The new purpose-built museum and visitor centre, opened in October 2015, looks forward to welcoming visitors from all over the world.

Manager of the museum, history enthusiast and member of the Apprentice Boys for 48 years, Billy Moore, says the centre has become a place of “outreach, good will and developing understanding” of the history of the Great Siege of Derry of 1689.

He said: “There are three floors in the museum and incorpoated are artefacts and relics from this period of time including cannon balls, muskets, swords, and other weaponry from the 17th century.

“Then we have a ten minute audio visual presentation which tells the background and story of the siege. It also brings you up to date with the present day Apprentice Boys of Derry Association, owners of the museum. It gives background into the inception of the organisation and details about the members who went away to fight in the First World War to France and Belgium.

“On the second floor we have an audio visual presentation which documents some of the many traditions of the Apprentice Boys of Derry - we have many parades throughout Northern Ireland, England and Scotland but our two main processions are held annually in Londonderry.

“The first comemorates the shutting of the gates by the 13 young apprentice boys, which commenced the siege on December 7, 1688, and this takes place on the first Saturday of December each year. As part of this tradition we have the ceremonial burning of the effigy of siege traitor Lundy.

“The second and largest of our parades is the Relief of Londonderry celebrations which are held annually on the second Saturday in August.

“Early in the morning the eight local clubs, which are known as parent clubs, assemble on the walls outside the Apprentice Boys Memorial Hall and we walk the entire circumference. This walk takes place to remember the 10,000 people who perished inside the city. There is then a public service of thanksgiving in St Colum’s Cathedral, which gives thanks for the shutting of the gates in December and then the service of thanksgiving in August is for the relief of the city.
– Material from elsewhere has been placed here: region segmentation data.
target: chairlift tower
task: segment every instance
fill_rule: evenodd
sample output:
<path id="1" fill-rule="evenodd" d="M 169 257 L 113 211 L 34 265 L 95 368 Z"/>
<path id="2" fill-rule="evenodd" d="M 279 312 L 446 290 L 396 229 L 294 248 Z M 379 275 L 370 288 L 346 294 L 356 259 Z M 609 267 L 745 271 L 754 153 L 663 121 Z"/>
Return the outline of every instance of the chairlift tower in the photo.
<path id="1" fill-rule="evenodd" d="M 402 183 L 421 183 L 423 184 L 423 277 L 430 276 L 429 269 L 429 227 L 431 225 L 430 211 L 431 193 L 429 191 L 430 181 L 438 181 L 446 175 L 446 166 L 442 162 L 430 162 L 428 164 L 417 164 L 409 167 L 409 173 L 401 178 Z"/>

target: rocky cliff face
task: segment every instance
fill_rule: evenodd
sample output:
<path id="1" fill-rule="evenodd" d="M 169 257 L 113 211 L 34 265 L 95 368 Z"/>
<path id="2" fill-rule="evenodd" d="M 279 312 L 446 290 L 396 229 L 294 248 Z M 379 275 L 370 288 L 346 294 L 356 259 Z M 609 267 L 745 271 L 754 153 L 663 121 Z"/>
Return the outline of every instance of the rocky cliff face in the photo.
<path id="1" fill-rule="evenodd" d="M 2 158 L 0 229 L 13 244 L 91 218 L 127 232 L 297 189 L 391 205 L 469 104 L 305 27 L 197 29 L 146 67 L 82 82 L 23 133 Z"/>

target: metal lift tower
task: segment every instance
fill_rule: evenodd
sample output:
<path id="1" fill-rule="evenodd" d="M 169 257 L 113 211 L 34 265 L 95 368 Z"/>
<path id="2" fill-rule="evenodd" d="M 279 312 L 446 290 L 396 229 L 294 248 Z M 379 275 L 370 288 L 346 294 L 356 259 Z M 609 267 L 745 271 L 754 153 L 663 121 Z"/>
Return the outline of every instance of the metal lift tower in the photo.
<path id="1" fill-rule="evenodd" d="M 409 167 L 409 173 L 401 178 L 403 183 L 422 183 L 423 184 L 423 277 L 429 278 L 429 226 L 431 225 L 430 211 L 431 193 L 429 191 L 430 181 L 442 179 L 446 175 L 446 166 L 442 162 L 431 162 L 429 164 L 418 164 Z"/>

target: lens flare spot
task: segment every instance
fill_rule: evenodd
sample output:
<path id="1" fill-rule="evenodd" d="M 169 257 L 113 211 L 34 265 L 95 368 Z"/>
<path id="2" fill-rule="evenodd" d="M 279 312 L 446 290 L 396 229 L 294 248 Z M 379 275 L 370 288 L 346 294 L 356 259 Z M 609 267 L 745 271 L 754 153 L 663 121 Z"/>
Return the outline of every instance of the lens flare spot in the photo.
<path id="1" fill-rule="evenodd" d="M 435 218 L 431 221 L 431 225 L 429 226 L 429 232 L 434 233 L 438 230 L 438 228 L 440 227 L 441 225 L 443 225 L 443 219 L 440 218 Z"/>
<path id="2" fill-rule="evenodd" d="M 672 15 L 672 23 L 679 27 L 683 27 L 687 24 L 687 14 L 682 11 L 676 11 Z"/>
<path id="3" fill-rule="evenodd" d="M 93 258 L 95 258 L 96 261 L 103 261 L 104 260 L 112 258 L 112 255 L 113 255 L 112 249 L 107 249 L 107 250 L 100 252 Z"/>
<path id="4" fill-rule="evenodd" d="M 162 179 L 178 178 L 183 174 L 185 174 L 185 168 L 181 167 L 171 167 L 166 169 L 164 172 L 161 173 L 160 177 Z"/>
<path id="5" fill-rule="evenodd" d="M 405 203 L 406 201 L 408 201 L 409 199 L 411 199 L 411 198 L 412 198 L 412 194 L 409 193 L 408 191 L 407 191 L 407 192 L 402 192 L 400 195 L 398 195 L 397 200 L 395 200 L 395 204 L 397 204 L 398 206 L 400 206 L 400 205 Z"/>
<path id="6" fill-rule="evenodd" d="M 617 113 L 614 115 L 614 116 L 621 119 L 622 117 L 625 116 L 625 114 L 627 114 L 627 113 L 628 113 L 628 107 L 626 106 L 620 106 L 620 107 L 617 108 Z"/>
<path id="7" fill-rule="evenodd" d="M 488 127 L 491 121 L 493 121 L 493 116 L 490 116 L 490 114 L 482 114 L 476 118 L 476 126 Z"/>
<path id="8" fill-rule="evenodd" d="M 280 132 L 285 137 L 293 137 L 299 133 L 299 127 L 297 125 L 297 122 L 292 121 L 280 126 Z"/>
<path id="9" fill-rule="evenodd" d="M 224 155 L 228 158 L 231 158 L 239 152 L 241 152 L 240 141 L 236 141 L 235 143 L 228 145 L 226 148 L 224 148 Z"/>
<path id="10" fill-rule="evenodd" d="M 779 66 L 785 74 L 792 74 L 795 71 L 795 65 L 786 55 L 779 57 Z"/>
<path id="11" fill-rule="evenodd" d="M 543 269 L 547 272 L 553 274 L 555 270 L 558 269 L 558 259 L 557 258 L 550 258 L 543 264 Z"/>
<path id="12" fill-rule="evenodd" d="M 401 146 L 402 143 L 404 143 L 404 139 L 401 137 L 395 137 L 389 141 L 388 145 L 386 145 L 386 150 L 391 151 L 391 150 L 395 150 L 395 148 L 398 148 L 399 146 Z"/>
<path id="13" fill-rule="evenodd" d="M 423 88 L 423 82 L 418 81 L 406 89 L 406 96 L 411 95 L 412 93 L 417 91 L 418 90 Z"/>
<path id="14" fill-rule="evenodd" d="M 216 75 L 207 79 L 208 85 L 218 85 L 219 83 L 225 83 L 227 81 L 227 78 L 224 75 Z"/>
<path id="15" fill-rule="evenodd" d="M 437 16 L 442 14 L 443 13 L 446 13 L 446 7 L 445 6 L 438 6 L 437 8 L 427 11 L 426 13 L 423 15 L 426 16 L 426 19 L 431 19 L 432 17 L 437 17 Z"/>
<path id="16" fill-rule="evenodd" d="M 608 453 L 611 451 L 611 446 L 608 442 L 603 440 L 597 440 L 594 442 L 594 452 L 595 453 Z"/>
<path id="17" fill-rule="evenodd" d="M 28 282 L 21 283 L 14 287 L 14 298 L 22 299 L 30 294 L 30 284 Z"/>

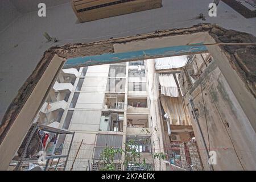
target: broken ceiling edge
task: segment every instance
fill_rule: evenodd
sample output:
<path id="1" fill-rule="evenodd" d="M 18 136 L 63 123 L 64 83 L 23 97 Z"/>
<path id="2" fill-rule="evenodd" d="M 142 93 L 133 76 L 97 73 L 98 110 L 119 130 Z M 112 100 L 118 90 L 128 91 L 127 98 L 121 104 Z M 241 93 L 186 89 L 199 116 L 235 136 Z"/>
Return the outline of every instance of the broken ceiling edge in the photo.
<path id="1" fill-rule="evenodd" d="M 0 126 L 0 144 L 55 54 L 61 57 L 68 59 L 78 56 L 113 53 L 114 44 L 125 44 L 127 42 L 141 41 L 147 39 L 192 34 L 200 32 L 209 32 L 217 43 L 228 42 L 228 41 L 230 41 L 229 42 L 256 42 L 256 38 L 250 34 L 234 30 L 228 30 L 216 24 L 203 23 L 189 28 L 157 30 L 154 32 L 143 35 L 110 39 L 89 43 L 68 44 L 63 46 L 51 48 L 44 52 L 43 57 L 37 67 L 19 89 L 16 96 L 6 110 Z M 255 47 L 254 48 L 256 49 Z M 233 68 L 237 71 L 238 75 L 245 82 L 246 88 L 255 97 L 255 80 L 253 72 L 250 71 L 250 68 L 245 69 L 244 65 L 243 67 L 241 67 L 241 64 L 238 64 L 237 58 L 236 58 L 237 56 L 234 56 L 236 53 L 237 55 L 241 55 L 236 51 L 237 48 L 240 51 L 241 49 L 251 49 L 253 48 L 252 46 L 220 46 L 220 47 L 227 55 L 230 64 L 233 64 Z M 256 52 L 252 52 L 252 53 L 255 54 L 254 56 L 256 56 Z M 253 69 L 254 68 L 253 68 Z M 248 75 L 250 75 L 250 74 L 253 74 L 252 76 L 248 77 Z M 248 77 L 250 79 L 248 80 Z"/>

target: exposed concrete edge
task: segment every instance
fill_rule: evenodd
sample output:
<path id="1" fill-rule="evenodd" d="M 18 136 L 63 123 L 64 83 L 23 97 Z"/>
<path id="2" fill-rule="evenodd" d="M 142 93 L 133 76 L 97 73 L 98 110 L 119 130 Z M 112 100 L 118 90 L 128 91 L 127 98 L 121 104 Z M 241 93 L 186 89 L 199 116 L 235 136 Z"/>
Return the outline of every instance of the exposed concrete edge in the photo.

A procession then takes place through the streets of the old walled city and back towards the housing estate in the Waterside.

“This is probably the largest loyalist parade in Ireland that commemorates the Relief of Londonderry in 1689. The relief took place when the ships from England sailed up the Foyle, broke the barricades and brought relief to the starving inhabitants inside.”

The museum also has an exhibition of weaponry from the First World War that was used by the 36th Ulster Division and there are also relics on display that have been found in France and Belgium. Billy added: “The Siege Museum is an outreach centre and we hope it contributes to better understanding of our history, traditions and culture and hopefully that diminishes the threat of violence at parades.”